The tech spent quite a bit of time measuring the baby, the organs, all the things they do at this appointment. She asked if we wanted to know the gender, at which point we (I) caved and said yes. But our little Nugget wouldn't uncross his/her legs so we were never able to tell. And honestly, at this point I could care less what gender this baby is. We just want a healthy baby.
In hindsight, Matt and I now see that the tech was pretty sober and short during this process, but like Matt later said, we thought it was just her personality.
The doctor came in shortly after, went through some initial health history and past pregnancy questions. Our first clue that something was not right came when he asked the tech if she had gotten the HR. She responded that she had and it was 60 BPM. I looked at her in shock. Sixty? She nodded yes.

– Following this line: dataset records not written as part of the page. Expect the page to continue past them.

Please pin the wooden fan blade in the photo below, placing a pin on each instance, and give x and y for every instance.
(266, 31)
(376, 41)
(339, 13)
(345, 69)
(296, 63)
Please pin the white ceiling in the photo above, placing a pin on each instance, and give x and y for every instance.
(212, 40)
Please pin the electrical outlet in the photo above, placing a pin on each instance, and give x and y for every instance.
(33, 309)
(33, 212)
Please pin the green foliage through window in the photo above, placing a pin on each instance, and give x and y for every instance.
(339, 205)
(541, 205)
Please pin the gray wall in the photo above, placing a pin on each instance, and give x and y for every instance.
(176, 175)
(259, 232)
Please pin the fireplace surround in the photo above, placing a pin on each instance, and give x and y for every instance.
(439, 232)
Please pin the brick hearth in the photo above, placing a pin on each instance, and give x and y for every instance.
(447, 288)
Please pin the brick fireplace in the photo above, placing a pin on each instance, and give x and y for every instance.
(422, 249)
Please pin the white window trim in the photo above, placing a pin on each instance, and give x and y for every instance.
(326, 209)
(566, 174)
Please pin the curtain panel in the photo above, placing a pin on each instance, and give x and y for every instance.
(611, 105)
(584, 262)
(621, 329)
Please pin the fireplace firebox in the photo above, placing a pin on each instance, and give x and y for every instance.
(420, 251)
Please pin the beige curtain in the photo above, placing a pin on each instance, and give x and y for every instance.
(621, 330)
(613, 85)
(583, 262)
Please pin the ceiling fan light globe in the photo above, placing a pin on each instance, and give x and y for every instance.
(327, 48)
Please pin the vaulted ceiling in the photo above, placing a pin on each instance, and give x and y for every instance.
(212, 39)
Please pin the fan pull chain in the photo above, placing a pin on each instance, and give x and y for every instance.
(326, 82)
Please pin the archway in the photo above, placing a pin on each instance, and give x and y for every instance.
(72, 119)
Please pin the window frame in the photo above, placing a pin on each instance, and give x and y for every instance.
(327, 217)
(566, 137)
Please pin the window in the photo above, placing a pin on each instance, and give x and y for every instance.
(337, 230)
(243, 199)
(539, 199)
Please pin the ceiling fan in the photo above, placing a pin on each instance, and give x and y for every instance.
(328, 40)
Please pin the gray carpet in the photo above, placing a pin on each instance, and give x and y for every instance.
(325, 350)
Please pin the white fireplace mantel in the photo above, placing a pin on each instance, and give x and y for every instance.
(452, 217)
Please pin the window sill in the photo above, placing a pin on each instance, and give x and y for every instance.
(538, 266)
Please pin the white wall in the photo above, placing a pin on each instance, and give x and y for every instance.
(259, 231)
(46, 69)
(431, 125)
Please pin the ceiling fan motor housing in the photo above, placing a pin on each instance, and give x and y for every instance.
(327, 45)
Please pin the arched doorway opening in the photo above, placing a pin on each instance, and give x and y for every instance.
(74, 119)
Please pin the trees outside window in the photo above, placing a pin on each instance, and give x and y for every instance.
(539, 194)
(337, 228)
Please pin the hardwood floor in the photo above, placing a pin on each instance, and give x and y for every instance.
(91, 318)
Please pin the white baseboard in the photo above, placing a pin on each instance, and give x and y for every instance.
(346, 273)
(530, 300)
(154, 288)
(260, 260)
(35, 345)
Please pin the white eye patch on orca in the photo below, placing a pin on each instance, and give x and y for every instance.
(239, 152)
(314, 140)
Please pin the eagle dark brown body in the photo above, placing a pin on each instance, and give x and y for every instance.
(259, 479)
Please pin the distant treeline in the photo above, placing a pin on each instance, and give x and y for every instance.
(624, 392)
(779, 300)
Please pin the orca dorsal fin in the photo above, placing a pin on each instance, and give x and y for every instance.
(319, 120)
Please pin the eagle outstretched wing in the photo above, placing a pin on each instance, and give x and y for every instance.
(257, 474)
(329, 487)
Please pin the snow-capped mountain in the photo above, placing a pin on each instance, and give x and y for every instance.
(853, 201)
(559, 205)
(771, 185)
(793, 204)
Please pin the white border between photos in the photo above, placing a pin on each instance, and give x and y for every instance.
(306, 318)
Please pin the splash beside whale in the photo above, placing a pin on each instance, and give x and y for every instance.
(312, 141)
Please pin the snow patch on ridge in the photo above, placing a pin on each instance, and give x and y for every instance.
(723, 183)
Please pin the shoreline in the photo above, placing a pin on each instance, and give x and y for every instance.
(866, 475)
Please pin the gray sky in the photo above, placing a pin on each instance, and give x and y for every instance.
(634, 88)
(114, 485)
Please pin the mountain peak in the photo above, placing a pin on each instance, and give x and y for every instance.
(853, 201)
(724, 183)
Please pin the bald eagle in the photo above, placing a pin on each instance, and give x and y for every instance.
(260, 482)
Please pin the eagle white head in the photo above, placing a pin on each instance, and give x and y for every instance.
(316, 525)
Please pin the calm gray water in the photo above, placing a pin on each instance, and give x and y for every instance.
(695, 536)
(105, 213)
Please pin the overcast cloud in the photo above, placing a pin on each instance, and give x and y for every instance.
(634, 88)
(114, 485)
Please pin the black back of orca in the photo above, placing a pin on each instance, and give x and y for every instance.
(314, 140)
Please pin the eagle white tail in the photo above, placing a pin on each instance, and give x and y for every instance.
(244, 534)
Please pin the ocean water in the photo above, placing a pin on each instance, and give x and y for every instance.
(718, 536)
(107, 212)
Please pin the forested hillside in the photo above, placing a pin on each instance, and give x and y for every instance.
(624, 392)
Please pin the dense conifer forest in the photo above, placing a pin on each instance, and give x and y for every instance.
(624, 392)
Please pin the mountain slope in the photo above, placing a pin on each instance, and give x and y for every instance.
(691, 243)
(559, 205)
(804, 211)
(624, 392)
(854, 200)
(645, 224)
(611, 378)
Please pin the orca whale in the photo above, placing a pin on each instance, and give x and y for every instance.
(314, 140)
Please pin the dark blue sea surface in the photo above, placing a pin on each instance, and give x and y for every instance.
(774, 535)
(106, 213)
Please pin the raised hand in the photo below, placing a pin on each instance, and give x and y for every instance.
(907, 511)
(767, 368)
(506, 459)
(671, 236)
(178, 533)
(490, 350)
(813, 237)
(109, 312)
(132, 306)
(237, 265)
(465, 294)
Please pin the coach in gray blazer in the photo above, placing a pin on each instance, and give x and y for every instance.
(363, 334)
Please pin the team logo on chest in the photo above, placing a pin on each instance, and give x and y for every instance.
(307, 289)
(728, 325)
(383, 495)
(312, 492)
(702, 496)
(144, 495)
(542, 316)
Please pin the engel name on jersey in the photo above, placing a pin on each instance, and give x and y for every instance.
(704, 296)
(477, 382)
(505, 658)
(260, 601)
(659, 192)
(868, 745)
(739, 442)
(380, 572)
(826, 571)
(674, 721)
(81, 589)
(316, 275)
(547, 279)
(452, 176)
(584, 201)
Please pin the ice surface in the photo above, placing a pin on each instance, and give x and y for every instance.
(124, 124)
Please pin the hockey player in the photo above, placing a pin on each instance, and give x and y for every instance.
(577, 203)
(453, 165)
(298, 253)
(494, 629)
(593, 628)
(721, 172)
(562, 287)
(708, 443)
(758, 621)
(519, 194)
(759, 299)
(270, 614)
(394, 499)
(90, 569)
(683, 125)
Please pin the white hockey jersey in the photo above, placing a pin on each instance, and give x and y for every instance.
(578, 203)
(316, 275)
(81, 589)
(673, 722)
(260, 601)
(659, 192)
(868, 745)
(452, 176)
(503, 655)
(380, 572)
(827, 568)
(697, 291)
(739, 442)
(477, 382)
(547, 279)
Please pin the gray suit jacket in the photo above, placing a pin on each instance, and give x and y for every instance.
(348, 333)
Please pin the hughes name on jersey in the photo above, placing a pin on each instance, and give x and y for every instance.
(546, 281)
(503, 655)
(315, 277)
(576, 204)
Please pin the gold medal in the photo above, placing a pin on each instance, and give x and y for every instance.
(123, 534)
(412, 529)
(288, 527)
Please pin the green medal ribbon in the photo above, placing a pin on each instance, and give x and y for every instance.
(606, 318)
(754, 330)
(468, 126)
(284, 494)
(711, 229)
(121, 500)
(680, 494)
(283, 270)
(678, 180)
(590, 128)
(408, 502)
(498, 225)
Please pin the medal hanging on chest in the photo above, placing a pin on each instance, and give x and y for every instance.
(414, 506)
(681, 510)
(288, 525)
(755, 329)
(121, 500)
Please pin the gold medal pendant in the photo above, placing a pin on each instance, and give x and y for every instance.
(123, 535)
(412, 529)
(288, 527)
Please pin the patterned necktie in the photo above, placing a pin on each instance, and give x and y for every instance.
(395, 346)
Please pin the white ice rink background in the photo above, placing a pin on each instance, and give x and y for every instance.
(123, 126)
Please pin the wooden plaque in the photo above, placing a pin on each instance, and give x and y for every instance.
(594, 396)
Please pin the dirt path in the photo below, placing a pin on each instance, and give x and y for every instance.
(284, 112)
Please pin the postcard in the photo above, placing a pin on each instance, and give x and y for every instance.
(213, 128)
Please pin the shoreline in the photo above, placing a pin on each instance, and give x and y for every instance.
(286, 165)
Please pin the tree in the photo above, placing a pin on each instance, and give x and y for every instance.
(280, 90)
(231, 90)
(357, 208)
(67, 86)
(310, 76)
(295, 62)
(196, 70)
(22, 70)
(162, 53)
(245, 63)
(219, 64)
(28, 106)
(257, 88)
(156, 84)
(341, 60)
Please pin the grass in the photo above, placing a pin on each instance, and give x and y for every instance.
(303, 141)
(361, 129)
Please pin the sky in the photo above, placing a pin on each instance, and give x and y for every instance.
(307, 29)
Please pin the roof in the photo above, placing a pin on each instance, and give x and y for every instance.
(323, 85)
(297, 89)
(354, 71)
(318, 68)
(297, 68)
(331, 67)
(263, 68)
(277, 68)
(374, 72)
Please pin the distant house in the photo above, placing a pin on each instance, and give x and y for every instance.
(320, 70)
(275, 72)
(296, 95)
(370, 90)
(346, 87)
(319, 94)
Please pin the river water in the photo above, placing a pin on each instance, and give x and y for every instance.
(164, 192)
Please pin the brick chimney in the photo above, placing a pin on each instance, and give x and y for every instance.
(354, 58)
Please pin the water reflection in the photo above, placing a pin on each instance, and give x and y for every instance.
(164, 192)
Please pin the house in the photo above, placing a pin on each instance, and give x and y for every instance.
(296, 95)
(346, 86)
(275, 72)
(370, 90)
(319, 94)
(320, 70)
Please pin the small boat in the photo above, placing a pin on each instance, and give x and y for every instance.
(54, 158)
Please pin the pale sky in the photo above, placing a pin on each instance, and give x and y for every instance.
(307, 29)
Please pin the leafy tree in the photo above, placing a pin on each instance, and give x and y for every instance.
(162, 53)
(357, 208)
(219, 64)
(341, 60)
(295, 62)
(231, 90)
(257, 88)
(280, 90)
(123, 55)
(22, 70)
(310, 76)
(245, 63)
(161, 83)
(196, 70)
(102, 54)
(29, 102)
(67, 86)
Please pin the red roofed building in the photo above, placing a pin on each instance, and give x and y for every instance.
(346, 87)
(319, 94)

At this point the doctor began a lengthy explanation. I struggled to keep up with what he was saying. He was however very thorough and patient and we were very grateful for that. But the longer he talked, the worse it got.
Heart rate of 60.
Congenital heart block.
Fluid build up around heart and neck.
Evidence of heart failure.
Structural heart abnormalities.
It didn't stop. It just kept coming. The tears flowed the entire time.
He gave us the option of an amniocentesis but after verifying that it would do nothing to change the baby's condition, it would be purely for information's sake, we turned it down. We told him that no matter what, termination was not an option.
After this they left us alone for a few minutes. We could only hold each other and cry. We were shell-shocked.
According to the doctor, the prognosis is very grave. Our baby has a high chance of not making it to birth. If Baby makes it to birth, he (or she) will need heart surgery almost immediately. This means I would deliver in Seattle, home to one of the nation's best pediatric heart hospitals.
We need you to pray for Baby. We will not stop asking for a miracle.
We have been completely blown away at the love poured out on us. A dear friend immediately fasting and praying for us. So many others weeping with us and interceding for our little one. Our church family set aside the "normal" routine last night in order to surround us in prayer, anoint us with oil (James 5 talks about this), speak Biblical truth to us and over us and our little one. Our family and friends have cried with us and truly borne our burden with us (Romans 12).
We cannot say thank you enough. In spite of the grief, we feel a tremendous sense of peace. It's indescribable, just like Philippians 4 speaks of.
What we ask prayer for:
Complete miraculous healing.
The fluid around heart and neck to completely go away.
Increase heart rate.
To make it to a point where baby is viable for life outside of my womb.
Thank you again so much, we appreciate each of you.